Launching the Pipeline and Exploring Results

Now, let's set our pipeline in motion:

fine_tuning_pipeline()
ZenML pipeline visualization showing a workflow with three steps: 'prepare_data' feeding into two 'datasets.arrow_dataset.Dataset' outputs, which then feed into 'train_model', resulting in a 'transformers.models.distilbert.modeling' output. The pipeline is named 'fine_tuning_pipeline-2024_09_20-08_56_05_145452'. The interface shows tabs for Overview, Code, Logs, Configuration, and Metadata, with Metadata selected. The Metadata pane displays an experiment tracker URL.

As the pipeline runs, ZenML automatically creates Neptune experiments for each step where tracking is enabled. You can view these experiments in the Neptune UI by visiting https://app.neptune.ai/YOUR_WORKSPACE/YOUR_PROJECT/experiments.

neptune.ai experiment tracking interface showing a side-by-side comparison of 5 runs (ZEN-59 to ZEN-63). The left panel lists runs, with ZEN-63, ZEN-62, and ZEN-61 selected. The right panel displays a detailed comparison table of run attributes including Creation Time, Owner (htahir1), Name, Tags, Group Tags, Custom Run Id, and Description. A toolbar at the top offers various view options and a 'Create a new run' button.

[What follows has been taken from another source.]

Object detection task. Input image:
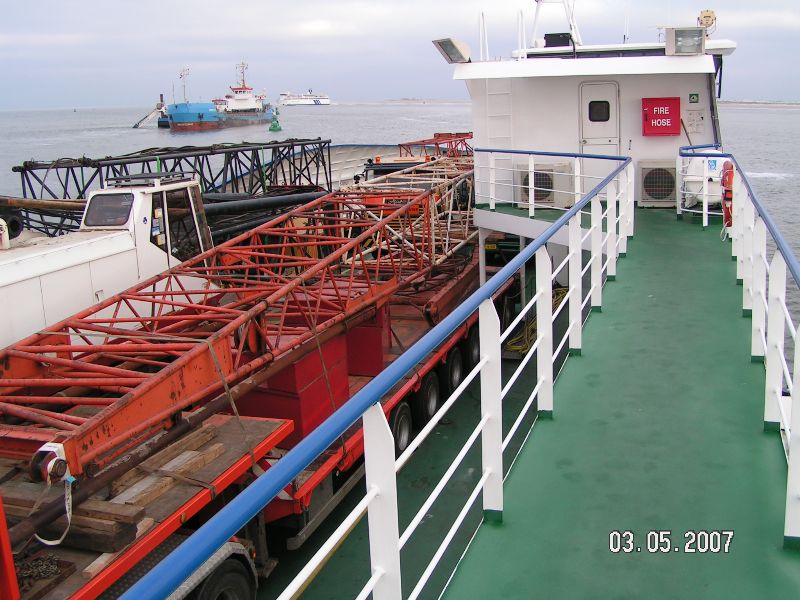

In the Neptune UI, you'll have access to a wealth of information:

  1. Detailed metrics for your fine-tuning run, including accuracy, F1 score, precision, and recall.
  2. Comparisons between different runs of your pipeline to identify improvements or regressions.
  3. Training curves to visualize how your model's performance evolved during training.
  4. Collaboration tools to share results with team members for joint analysis and decision-making.
Neptune.ai experiment tracking interface showing a parallel coordinates plot of 63 runs. The left panel lists runs, while the right panel displays the plot with axes for sys/id, sys/name, and sys/tags. Lines represent individual runs, connecting their values across these dimensions. The plot shows clustering of runs into 'sklearn_regression' and 'regression_sklearn' groups. Interface includes options to Restore, Keep, Exclude, Export, and Download as PNG. 50 runs are currently selected.

Beyond Tools: Building a Culture of Experiment Tracking

Remember:

  • Tools enable good practices; they don't create them
  • Start with workflow design, then choose supporting tools
  • Create processes that make good practices the path of least resistance

Conclusion: Fix Your Workflow First

While tools like ZenML and Neptune are powerful allies in ML development, they're most effective when supporting well-designed workflows. Before diving into tool selection:

  1. Define clear tracking requirements
  2. Establish data versioning protocols
  3. Create explicit documentation requirements
  4. Build processes that enforce good practices

The best experiment tracking setup is the one your team will actually use consistently. Start with workflow, and let the tools serve your process - not the other way around.

Ready to improve your ML experiment tracking? Start by examining your workflow, then let tools like ZenML and Neptune help you implement and enforce good practices.